Thursday, March 19, 2015

reality

the thought of facing reality on friday has been haunting me since I left two saturdays ago.
reality means spanish tests and learning about how to make someone's heart beat again
it means pretending to care about the pointless lunch conversations and choking on guilt at the sight of you.

I tried to forget about it while I was away but you must of injected me with grief and pain because every time I opened my eyes my first thought was you;
not because I want you
not because I still love you
but because I miss you.

we were odds and evens
a mix of hazel and deep brown
and an octave slightly out of tune
but we still sounded good.
but it's been four weeks
it's been FOUR weeks and babe I'm afraid it'll go to five;
maybe add six more onto that.
I bet after eleven we will be numb,
our memories wiped and yearbooks unsigned.
we won't walk at graduation together;
you won't recognize me wearing that dull shade of maroon and you will blend in with the other boys in black;
and when they call our names we won't acknowledge the history behind the letters because we won't care anymore.

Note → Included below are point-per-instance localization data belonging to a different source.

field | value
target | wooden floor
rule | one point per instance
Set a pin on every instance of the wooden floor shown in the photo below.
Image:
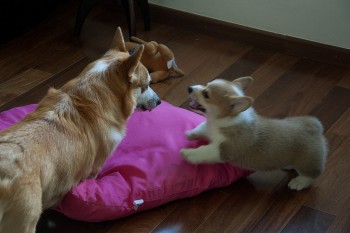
(49, 55)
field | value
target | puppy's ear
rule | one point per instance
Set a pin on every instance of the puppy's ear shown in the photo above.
(118, 41)
(243, 82)
(131, 64)
(240, 103)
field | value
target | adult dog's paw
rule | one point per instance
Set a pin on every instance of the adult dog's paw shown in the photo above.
(191, 156)
(300, 183)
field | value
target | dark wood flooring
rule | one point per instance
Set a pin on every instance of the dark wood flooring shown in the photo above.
(49, 55)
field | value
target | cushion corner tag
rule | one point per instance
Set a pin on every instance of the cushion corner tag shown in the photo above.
(137, 203)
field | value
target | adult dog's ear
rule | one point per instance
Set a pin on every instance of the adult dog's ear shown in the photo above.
(243, 83)
(118, 42)
(131, 64)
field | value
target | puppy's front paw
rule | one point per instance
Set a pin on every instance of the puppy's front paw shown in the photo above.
(190, 135)
(300, 182)
(191, 156)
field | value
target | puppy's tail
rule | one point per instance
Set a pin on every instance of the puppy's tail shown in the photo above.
(314, 126)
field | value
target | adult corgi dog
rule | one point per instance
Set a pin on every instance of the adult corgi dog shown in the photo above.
(238, 135)
(70, 135)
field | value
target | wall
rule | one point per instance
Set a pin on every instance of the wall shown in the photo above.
(323, 21)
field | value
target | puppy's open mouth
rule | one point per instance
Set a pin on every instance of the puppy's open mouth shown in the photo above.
(196, 106)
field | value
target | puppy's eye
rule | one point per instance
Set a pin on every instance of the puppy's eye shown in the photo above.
(144, 88)
(205, 94)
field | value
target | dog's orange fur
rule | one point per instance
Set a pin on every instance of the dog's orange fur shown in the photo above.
(66, 139)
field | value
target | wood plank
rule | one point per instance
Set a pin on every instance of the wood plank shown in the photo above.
(295, 90)
(194, 210)
(331, 189)
(240, 212)
(345, 81)
(333, 106)
(340, 127)
(269, 72)
(144, 222)
(342, 221)
(21, 84)
(309, 220)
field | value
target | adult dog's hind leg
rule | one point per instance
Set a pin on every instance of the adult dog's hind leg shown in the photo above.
(23, 209)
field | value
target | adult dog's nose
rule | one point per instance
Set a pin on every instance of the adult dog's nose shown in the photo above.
(190, 89)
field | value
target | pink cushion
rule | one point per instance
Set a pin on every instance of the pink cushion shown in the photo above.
(146, 167)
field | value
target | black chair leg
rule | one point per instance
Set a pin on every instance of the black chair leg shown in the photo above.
(143, 4)
(84, 9)
(130, 16)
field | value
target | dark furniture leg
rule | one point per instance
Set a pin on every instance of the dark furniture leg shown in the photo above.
(84, 9)
(130, 16)
(143, 4)
(86, 6)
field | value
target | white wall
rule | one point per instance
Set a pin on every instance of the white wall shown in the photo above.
(323, 21)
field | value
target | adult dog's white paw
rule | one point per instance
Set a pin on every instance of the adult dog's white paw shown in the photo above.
(190, 135)
(191, 156)
(300, 183)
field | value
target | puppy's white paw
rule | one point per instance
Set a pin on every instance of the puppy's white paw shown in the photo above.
(300, 182)
(191, 156)
(190, 135)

it's hard to think about not caring.
but it may just be easier
and maybe if I don't care I can finally give my heart to that boy in fourth period because I won't be worrying about how I'm going to explain myself to you
or when I'm going to dial your number and actually press send
when I'm going to respond to your texts you sent five weeks ago


I loved you.
im sorry too.
I understand, I think.
but trying to go back to journey and sub zero on school nights won't happen.
she will be there
it won't be bad but it won't be the same
the ice cream will be bitter
and 'faithfully' won't sound as good when it comes on 94.1
2013 won't be 2015
and the octave will be flatter than it has ever been.

I guess forgetting will have to be okay.















1 comment:

  1. Oh jayj this is beautiful. History behind letters. I know how that feels.